There are plenty of cars I’d want to improve by adding another 140hp. The Miata is the prime example. Maybe take a hot hatch to the next level? What if I told you, by just adding one simple piece of technology to each of the non-driven wheels, you could achieve this?
What you’re looking at above is a self-driving wheel called the ‘Ring-Drive’ by a company named Orbis. It sits in the place of a wheel and adds 70bhp per corner. They’ve put it to the test on a Honda Civic Type R, and despite the car being plenty fast enough from the power it pushes through the front wheels, an extra 140hp and an AWD conversion looks to make it a real weapon.
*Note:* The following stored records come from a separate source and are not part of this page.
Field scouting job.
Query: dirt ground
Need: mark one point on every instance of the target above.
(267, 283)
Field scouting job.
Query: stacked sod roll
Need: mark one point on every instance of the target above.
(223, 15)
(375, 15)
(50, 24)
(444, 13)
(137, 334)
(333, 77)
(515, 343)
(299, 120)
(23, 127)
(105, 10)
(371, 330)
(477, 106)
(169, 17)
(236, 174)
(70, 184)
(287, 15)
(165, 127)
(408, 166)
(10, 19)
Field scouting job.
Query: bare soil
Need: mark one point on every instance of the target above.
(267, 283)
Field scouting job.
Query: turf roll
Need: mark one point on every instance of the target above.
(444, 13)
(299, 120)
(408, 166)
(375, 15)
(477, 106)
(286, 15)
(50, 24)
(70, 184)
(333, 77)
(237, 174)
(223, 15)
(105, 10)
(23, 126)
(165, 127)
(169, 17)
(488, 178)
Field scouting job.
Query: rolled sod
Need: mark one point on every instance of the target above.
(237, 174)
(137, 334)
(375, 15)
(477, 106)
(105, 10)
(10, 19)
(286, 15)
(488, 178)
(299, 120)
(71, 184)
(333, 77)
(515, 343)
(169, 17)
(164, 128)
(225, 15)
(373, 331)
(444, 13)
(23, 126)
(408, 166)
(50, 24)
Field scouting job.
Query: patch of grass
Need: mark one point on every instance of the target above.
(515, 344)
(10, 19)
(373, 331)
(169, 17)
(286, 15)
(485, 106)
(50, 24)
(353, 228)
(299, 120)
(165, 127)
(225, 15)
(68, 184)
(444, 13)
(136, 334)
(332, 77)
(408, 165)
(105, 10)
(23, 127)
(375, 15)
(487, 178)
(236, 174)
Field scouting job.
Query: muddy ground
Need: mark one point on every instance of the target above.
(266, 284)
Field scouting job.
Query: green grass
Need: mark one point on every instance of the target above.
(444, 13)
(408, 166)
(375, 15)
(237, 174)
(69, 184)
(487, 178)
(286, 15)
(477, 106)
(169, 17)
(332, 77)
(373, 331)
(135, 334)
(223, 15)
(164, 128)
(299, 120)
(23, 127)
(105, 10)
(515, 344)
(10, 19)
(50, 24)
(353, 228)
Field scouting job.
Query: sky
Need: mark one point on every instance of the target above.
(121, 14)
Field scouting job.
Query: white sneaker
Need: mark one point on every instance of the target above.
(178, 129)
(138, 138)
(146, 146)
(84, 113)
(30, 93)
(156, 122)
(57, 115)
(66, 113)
Orbis doesn’t explain exactly where the power comes from, but ensures us that each unit is no heavier than the standard wheel it replaces. Marcus Hayes, CEO of Orbis also explains how it works via a small motor in each unit, which drives a bespoke 2-speed gearbox, multiplying the motor’s torque. While this sounds hunky-dory, there’s no explanation as to where the power for the motor comes from and how much any batteries will weigh. Although the fact this only adds unsprung weight is obviously a big advantage over other beefy power upgrades.
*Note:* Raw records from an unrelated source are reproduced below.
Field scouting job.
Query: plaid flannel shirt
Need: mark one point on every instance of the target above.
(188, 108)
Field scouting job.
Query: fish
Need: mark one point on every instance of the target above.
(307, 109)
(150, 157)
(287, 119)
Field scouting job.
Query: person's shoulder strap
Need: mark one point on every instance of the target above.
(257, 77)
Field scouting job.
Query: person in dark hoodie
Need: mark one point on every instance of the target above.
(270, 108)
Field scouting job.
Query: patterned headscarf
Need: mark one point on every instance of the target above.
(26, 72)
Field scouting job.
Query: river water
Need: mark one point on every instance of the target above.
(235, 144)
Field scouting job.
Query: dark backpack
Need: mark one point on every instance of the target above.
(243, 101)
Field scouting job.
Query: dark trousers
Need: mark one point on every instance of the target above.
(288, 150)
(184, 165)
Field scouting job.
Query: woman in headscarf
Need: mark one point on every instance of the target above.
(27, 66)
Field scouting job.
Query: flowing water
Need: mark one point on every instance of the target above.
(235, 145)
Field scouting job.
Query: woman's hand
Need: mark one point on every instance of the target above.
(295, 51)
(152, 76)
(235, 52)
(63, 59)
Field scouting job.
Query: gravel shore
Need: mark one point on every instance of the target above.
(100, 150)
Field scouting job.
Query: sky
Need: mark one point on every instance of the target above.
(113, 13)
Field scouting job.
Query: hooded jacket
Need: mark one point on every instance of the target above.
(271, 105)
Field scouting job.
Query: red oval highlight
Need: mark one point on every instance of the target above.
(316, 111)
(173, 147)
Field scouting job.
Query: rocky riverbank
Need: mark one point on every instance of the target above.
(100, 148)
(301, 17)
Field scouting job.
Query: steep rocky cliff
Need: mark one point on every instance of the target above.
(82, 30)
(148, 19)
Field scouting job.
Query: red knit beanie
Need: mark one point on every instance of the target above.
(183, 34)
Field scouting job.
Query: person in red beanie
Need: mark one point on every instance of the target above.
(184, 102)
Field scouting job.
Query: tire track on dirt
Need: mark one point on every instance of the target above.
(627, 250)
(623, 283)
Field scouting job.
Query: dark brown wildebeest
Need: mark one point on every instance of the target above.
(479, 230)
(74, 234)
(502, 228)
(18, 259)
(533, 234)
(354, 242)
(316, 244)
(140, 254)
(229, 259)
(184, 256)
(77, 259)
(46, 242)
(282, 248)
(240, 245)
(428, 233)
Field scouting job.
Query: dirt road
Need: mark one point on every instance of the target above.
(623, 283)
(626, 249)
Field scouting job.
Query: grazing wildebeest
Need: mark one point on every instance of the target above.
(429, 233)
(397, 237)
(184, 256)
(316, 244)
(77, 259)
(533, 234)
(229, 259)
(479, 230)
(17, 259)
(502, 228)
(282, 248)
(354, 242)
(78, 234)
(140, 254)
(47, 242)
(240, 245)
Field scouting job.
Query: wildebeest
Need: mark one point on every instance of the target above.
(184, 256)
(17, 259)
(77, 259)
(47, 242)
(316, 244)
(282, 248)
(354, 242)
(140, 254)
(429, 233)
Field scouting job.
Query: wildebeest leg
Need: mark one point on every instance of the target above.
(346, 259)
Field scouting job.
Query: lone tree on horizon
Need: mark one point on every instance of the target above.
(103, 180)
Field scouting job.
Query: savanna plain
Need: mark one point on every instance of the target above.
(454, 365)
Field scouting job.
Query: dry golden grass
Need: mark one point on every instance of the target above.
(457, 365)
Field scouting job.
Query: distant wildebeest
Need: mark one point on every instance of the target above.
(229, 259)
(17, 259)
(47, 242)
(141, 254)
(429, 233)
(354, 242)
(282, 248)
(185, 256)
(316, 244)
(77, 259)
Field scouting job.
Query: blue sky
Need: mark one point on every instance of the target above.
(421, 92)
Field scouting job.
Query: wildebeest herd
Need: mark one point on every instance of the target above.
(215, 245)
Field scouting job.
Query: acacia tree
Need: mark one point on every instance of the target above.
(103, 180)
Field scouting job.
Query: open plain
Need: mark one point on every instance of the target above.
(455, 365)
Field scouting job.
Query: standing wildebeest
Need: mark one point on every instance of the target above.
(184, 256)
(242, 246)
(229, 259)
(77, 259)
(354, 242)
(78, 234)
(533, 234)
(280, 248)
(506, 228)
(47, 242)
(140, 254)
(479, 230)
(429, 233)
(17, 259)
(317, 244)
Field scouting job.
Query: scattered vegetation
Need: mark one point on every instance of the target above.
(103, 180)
The fact that this system also adds another two driving wheels is also a massive plus – improving traction massively, especially to a FWD car like the Civic in which they say is a second faster to 60mph with the system over stock. Adding electric power will also aid economy, too, if you’re into that.
So far so good, but the Ring-Drive has another trick tucked up its sleeve: torque vectoring. Wheel spin out of slow corners will soon be a thing of the past with these motors automatically adjusting the torque they’re sending to the floor. And because of its rim-mounted brake disc, its braking system is lighter and more efficient than a standard system.
It’s advantages surely outweigh its disadvantages, but I’m left wondering about the power source, reliability, and of course, the way it looks. Flat panels which cover the system can be custom made for the customer, but other information regarding batteries (and pricing) is lacking. Are some things too good to be true?